Tokyo

Natural high: demand for products of the wormwood plant, which is used to make antimalarial drugs, has soared. Credit: GAMMA/KATZ PICTURES

An alarming shortfall of a key drug is undermining an international drive to reduce the malaria death toll. A rise in demand has led to a shortage of artemisinin, the main treatment for malaria that is resistant to conventional therapies, the World Health Organization (WHO) announced on 8 November.

Artemisinin is extracted from the wormwood plant, Artemisia annua, which grows wild in southern China and Vietnam. Combined with other drugs, its derivatives, such as artesunate and artemether, can clear symptoms of malaria in three days. Malaria currently kills about a million people every year, mainly in Africa.

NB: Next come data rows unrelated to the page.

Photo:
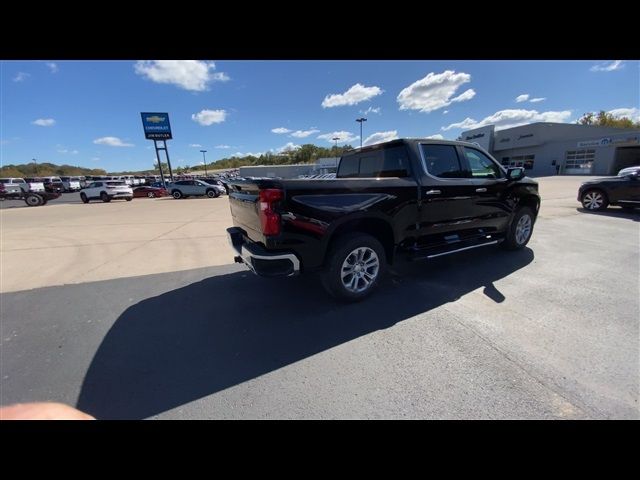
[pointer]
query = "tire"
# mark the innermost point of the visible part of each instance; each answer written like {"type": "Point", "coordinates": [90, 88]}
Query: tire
{"type": "Point", "coordinates": [520, 229]}
{"type": "Point", "coordinates": [345, 275]}
{"type": "Point", "coordinates": [594, 200]}
{"type": "Point", "coordinates": [33, 200]}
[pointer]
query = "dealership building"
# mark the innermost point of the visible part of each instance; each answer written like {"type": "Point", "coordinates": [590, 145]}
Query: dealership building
{"type": "Point", "coordinates": [560, 148]}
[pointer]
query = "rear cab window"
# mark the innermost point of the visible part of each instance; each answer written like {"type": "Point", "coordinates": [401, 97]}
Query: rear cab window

In 2001, the WHO recommended that artemisinin-based combination therapies, or ACTs, should be used in countries where there is resistance to drugs such as chloroquine. Artemisinin-based drugs are more expensive than conventional treatments, in part because large doses are required.

The WHO reached a high-profile agreement with drug firm Novartis in 2001 for the company to supply one such ACT — artemether–lumefantrine (Coartem) — at cost price. In May this year, the Geneva-based Global Fund to Fight AIDS, Tuberculosis and Malaria took the further step of requiring all of its malaria grants to be used on artemisinin-based drugs.

Production problems

Forty countries have started using ACTs, 18 of them since January. Requests for Coartem treatment courses alone are projected to rise to 10 million in 2004 — up from 220,000 in 2001 — and to hit 60 million next year.

The challenge of meeting this increasing demand took a turn for the worse in July, when the major supplier of artemether, Kunming Pharmaceutical of Yunnan, China, said it could not keep up. In October, the WHO learned that Novartis would not be able to deliver much more than half of the 4.5 million doses it requested by March 2005.

“We were shocked — nobody thought the situation would be this bad,” says Andrea Bosman, medical officer for the WHO's Roll Back Malaria campaign. Bosman says she is expecting about 2.4 million doses from Novartis in this period. “Are other companies better off? Probably not.”

Countries such as Ethiopa, where up to 70,000 people died from malaria last year, will be hit particularly hard. It will only receive about half of the two million doses that its government has requested.

Cultivation and extraction take a minimum of nine months, and Li Su, a spokeswoman for Kunming Pharmaceutical, says the company was not given enough notice to prepare. “Before June 2004, we never got a guarantee of a large order from Novartis,” she says. The company is now ramping up production. A factory that can produce 20 tonnes of artemether a year — the full amount requested by Novartis — is due to open next autumn.

But manufacturing capacity only matters if the raw material is available. Increasing demand has pushed up the price and forced producers to use low-quality, low-yield leaves. Kunming Pharmaceutical will open its own plantation in February.

With production looking bleak for months to come, Bosman says that one of the greatest concerns is the further spread of ineffective fake ACTs. “This will feed a huge black market,” she says.

Work is also under way to find varieties that grow well in local climates in Africa. Tanzania already has a promising variety and should be able to provide 20 tonnes by 2006, says Bosman.

Chemical fix

Long-term, hopes are resting on the development of synthetic artemisinin-based drugs, which avoid the unreliability of cultivation. Scientists at the University of California, Berkeley, have created transgenic bacteria that can make a precursor to artemisinin. (V. J. J. Martin et al. Nature Biotechnol. 21, 796–802; 2003). They are now trying to make bacteria that can recreate the entire artemisinin synthetic pathway, aiming for industrial production by 2009. They say this would slash the price to one-tenth of its current level.

Another synthetic solution may be closer to hand. A chemically synthesized compound called RBx-11160, which mimics the chemical and biological properties of artemisinin (J. L. Vennerstrom et al. Nature 430, 900–904; 2004), is already in clinical trials in Britain.

Novartis says it remains optimistic of getting back on track. But the WHO, after years of trying to persuade countries to use ACTs, has been forced to recommend that they use quinine until stocks recover.